Right column: Create stacked rounded science panels. At the top, a taxonomy card with exactly 3 rows and icons: “CLASS: Actinopterygii (ray-finned fishes)”, “ORDER: Tetraodontiformes (pufferfishes and relatives)”, and “FAMILY: Tetraodontidae (true pufferfishes)”. Below it, a “RANGE” panel with a beige world map on teal and orange highlighted Indo-Pacific distribution, captioned “Indo-Pacific: East Africa to the Ryukyu Islands, south to Australia, and east to French Polynesia.” Below, create exactly 3 ecological cards: “PREDATORS” with shark, grouper, moray eel, and seabird imagery; “DIET” with crab, snail, and sea urchin imagery; and “BEHAVIOR” with a small pufferfish portrait, describing slow relaxed movement, often hovering near reefs, solitary or paired, not aggressive unless provoked.
Center-lower info strip: Add a small “HABITAT” card near the fish with a coral icon and text about coral reefs and lagoons in clear tropical waters, usually near slopes and sheltered areas from the surface down to 40 meters. Along the bottom of the central area, add exactly 5 metric tiles with icons: “SIZE Up to 50 cm (20 in)”, “WEIGHT Up to 2.5 kg (5.5 lb)”, “SPEED Up to 8 km/h (5 mph)”, “LIFESPAN 10–15 years in the wild”, and “CONSERVATION STATUS LEAST CONCERN (LC), IUCN Red List”.

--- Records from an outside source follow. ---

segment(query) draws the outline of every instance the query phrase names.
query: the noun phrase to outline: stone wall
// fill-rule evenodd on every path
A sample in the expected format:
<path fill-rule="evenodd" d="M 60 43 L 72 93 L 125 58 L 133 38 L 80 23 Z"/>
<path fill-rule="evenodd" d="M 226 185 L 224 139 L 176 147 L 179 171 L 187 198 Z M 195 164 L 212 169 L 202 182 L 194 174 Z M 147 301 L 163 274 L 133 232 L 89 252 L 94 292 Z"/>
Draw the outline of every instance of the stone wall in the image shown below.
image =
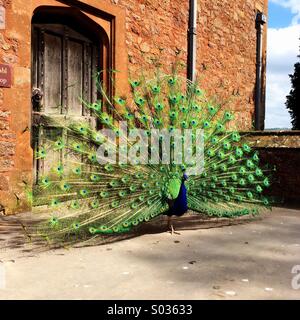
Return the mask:
<path fill-rule="evenodd" d="M 259 151 L 262 165 L 272 172 L 267 194 L 280 203 L 300 204 L 300 131 L 248 132 L 247 139 Z"/>
<path fill-rule="evenodd" d="M 30 209 L 25 189 L 31 185 L 31 18 L 41 5 L 76 5 L 101 25 L 113 43 L 115 69 L 122 71 L 117 90 L 128 88 L 128 75 L 152 68 L 165 70 L 179 55 L 186 63 L 188 0 L 0 0 L 6 28 L 0 30 L 0 63 L 13 68 L 11 88 L 0 88 L 0 204 L 6 213 Z M 95 9 L 95 14 L 93 10 Z M 252 124 L 255 90 L 255 13 L 267 13 L 267 0 L 199 0 L 197 69 L 201 85 L 217 100 L 228 100 L 236 124 Z M 97 13 L 97 14 L 96 14 Z M 109 26 L 114 27 L 111 33 Z M 111 37 L 115 35 L 115 38 Z"/>
<path fill-rule="evenodd" d="M 168 70 L 176 52 L 186 62 L 188 0 L 107 1 L 126 9 L 126 45 L 133 74 L 151 69 L 153 58 Z M 257 10 L 267 15 L 267 1 L 198 0 L 200 83 L 209 96 L 234 110 L 239 129 L 251 129 L 254 120 Z M 265 26 L 264 63 L 266 31 Z M 263 86 L 264 82 L 263 76 Z"/>

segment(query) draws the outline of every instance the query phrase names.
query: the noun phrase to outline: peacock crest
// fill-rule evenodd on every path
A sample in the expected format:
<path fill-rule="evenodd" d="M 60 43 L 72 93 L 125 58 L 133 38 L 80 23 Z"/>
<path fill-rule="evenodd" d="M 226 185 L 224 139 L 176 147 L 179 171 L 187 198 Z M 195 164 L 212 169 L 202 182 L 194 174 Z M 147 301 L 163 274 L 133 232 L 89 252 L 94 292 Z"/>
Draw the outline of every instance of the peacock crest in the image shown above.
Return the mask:
<path fill-rule="evenodd" d="M 58 159 L 32 193 L 50 216 L 38 235 L 66 241 L 128 232 L 187 208 L 235 217 L 269 207 L 269 170 L 233 129 L 232 112 L 212 102 L 198 81 L 176 67 L 171 74 L 157 70 L 150 79 L 130 79 L 129 97 L 110 97 L 97 79 L 100 99 L 82 100 L 94 123 L 47 119 L 64 134 L 45 137 L 36 150 L 40 161 L 50 153 Z"/>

Bottom section: Create two large rounded panels. Left panel titled “KEY ADAPTATIONS” with exactly 7 green check bullet points: elastic stomach for rapid inflation; spines that erect via muscular control; tough spined skin for physical defense; powerful beak for crushing hard prey; tetrodotoxin as chemical defense; excellent camouflage with white spots blending into coral and sand; strong pectoral fins for precise maneuvering. Include a circular inset image of a spiny inflated pufferfish. Right panel titled “3 SURPRISING FACTS” with exactly 3 numbered facts: 1) they can “walk” on the seafloor using pectoral fins; 2) tetrodotoxin is not produced by the fish itself but comes from bacteria in its diet and varies by location and season; 3) despite their slow look, they are excellent problem-solvers with good memory. Add three small supporting illustrations: walking pufferfish, green bacterium, and blue brain.
Footer: Add a narrow rounded banner with a camera icon and the conservation message {argument name="footer message" default="Admire, don’t take. Photograph, don’t touch. These amazing defenses belong in the ocean."} followed by a small blue heart.
Constraints: Use exactly the listed panel counts and numbered items. Keep all text in English, legible, and aligned to a polished educational poster grid. Avoid extra animals or unrelated labels. No watermark, no QR code, no logos.